Regulated sectors (finance, health) – The Nitro-based security model and FedRAMP-High certification let you keep data on-prem while still using the same silicon that powers AWS.

Hybrid-cloud architects – If you already run workloads on AWS, the Neuron SDK lets you move models between cloud and on-prem without rewriting code.

Potential Pitfalls and How to Mitigate Them

One risk is supply-chain lead time. Although Amazon promises a 2-week delivery for standard racks, custom configurations can take up to 6 weeks. To avoid delays, order a baseline rack early and add extra capacity later.
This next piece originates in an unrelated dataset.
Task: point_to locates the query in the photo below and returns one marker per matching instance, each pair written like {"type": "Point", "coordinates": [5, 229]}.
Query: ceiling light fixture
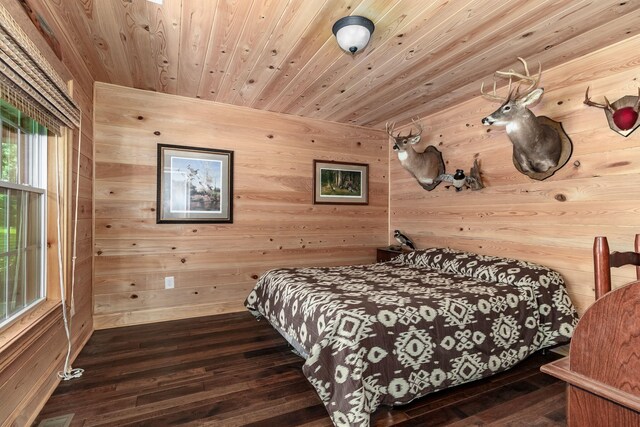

Another concern is software lock-in. The Neuron SDK is tightly coupled to Trainium and Inferentia, so moving to a different accelerator later may require recompilation. Mitigate this by keeping a CI pipeline that builds both Neuron and CUDA binaries for each model.

Finally, power and cooling can be a surprise. A full Trainium3 UltraServer draws 12 kW, so you need adequate rack-level power distribution and hot-aisle containment. Amazon provides a thermal-design guide that helps you size your HVAC system.

Future Outlook

Amazon plans to release Trainium4 in early 2027, promising a 1.5× jump in FLOPs and a new 2-nm process node. The marketplace will likely expand to include a “pay-as-you-go” token-only model, letting customers buy compute without owning the hardware. If the $50 billion run-rate forecast holds, the marketplace could become a major competitor to Nvidia’s DGX sales channel.

For now, the marketplace offers a concrete path for enterprises that want the performance of AWS-grade silicon without moving all workloads to the cloud. By following the integration steps above, you can start testing Trainium or Inferentia in your own data center within weeks.

Conclusion

The Amazon AI chip marketplace opens a new avenue for on-prem AI acceleration. With transparent pricing, a unified Neuron software stack, and enterprise-grade security, the offering is ready for production today. Whether you need massive training power, low-cost inference, or a hybrid-cloud bridge, the marketplace gives you a choice that was previously limited to Nvidia’s GPU ecosystem. Start with a pilot rack, measure token cost, and decide if scaling to a full UltraCluster is the right move for your organization.